Over the course of 2020, the steering committee met monthly to guide the framework development process. The committee created several technical work groups comprised of experts academia and industry that each explored various technical aspects of the framework, such as defining ODD; elaborating scenario-based assessment;  exploring available and upcoming technical safety standards, such as ANSI/UL 4600; and exploring AV policy regimes with examples from light-touch (e.g. US-based) to high-touch (e.g. Singapore / EU based) approaches, and identifying gaps in these policies. 

The group defined a four-stage, graduated approach to testing and assessing AVs, taking into account the requirements from various stakeholders, including the general public, the ultimate beneficiaries of automation. Broadly speaking, the Safe Drive Initiative seeks to improve regulators’ decision-making abilities on automated vehicles technologies. 

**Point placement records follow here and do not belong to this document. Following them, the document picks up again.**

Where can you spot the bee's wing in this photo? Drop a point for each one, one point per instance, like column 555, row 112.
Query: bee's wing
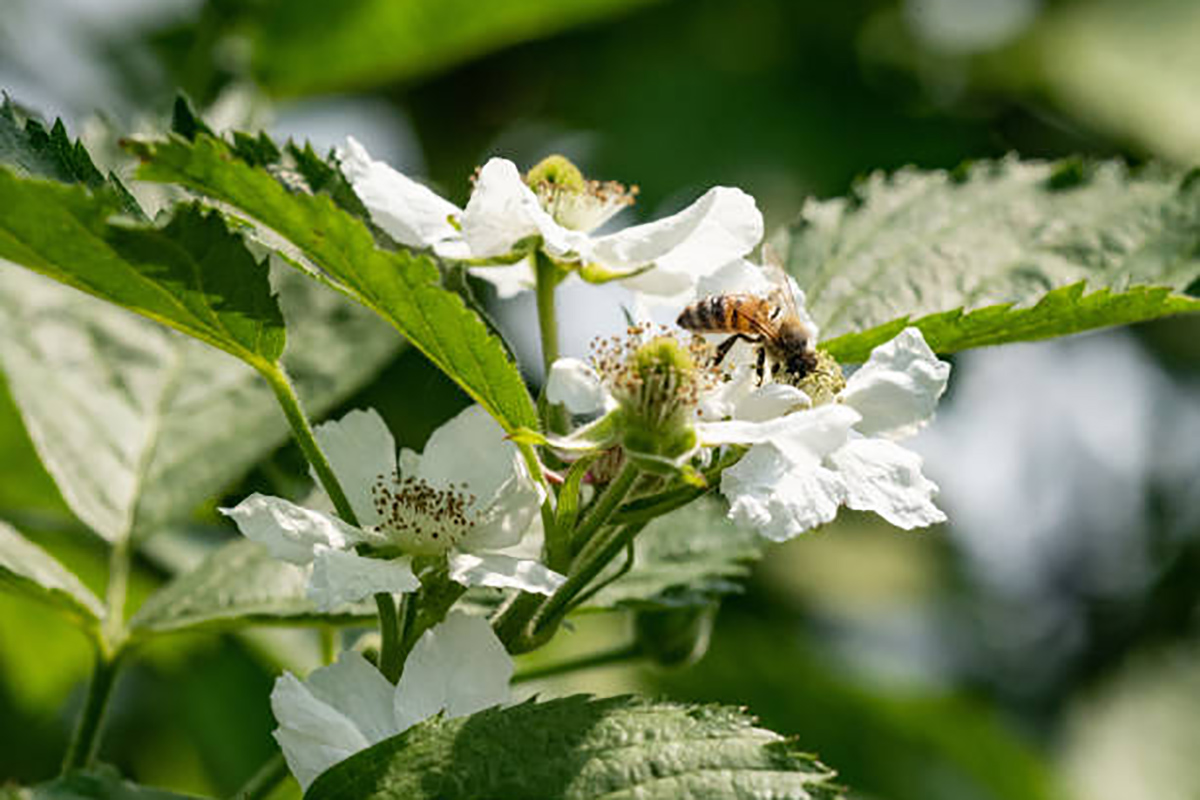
column 780, row 286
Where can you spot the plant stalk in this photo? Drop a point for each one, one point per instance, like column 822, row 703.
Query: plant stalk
column 591, row 661
column 85, row 741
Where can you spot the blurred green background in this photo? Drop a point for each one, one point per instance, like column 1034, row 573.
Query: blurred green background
column 1044, row 644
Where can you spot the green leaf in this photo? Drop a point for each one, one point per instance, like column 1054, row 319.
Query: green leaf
column 1057, row 313
column 577, row 749
column 138, row 425
column 685, row 559
column 927, row 242
column 238, row 584
column 29, row 570
column 192, row 274
column 310, row 47
column 96, row 785
column 401, row 287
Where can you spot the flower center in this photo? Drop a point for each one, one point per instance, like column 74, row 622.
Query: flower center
column 421, row 518
column 573, row 200
column 658, row 383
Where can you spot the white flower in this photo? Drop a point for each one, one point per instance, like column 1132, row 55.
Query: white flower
column 805, row 464
column 459, row 667
column 503, row 212
column 467, row 497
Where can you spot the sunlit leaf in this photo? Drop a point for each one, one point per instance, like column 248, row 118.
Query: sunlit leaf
column 402, row 287
column 1056, row 313
column 928, row 242
column 576, row 749
column 191, row 274
column 688, row 558
column 29, row 570
column 238, row 584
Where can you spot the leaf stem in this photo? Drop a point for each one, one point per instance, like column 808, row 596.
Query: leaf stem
column 85, row 740
column 305, row 437
column 264, row 779
column 591, row 661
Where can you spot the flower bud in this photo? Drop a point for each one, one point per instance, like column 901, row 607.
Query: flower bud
column 657, row 383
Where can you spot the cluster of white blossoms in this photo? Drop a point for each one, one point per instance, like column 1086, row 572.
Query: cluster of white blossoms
column 468, row 500
column 810, row 452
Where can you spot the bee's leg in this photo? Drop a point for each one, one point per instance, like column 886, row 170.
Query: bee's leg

The guiding principles of the framework include:

  • Multi-stakeholder approach – regulators and AV developers should benefit from the framework and find the guidance both practical implementable
  • Scenario-based assessment – use of key scenarios within deployment ODD to evaluate the AV’s performance, while noting such a scenario-database would be a starting point, not an end-goal
  • Common set of metrics – leveraging a common set of metrics for AV assessment, such as ODD excursions, operational safety, and more (some developed, others still emerging in new standards) 
  • Covering simulation, closed-course testing, and on-road testing – using all three modes for evaluation to ensure efficiency and effectiveness of testing

The approach defined in the SafeDI framework is broadly divided into four stages:

  1. Prepare: convene necessary stakeholders, define the end goal, and establish process
  2. Define: establish the required behavioral competencies for the AV, define geographic areas, and parameters for each interim milestone
  3. Measure: specify on-road, controlled-environment, and simulation tests, and determine success/advancement criteria, 
  4. Execute: conduct tests, collect required data from AV developers as necessary, improving the safety assurance process as needed

This framework is designed to provide a high-level guidance to regulators. As such, it is flexible enough for regulators to adapt to their jurisdictions, and is detailed enough to cover underlying technology changes. The committee recognizes that no one-size-fits-all solution will be sufficient for all jurisdictions, and that customization at each stage will be balanced with standardization and harmonization at the highest levels. 

For full details of the policy framework, refer to WEF’s website at:

Safe Drive Initiative 

Safe Drive Initiative: Creating safe autonomous vehicle policy 

Safe Drive Initiative: Scenario-based AV Policy Framework 

 

Implications 

The SafeDI framework enables regulators to evaluate AVs, potentially by independent testing organizations, such that regulators may focus their efforts on guiding AV developers, rather than performing the tests themselves. As such, this framework encourages the use of new and upcoming standards, such as ANSI/UL 4600 in safety evaluation of AVs. 

It is our hope that this approach will lead to a safer, more inclusive deployment of automated vehicles.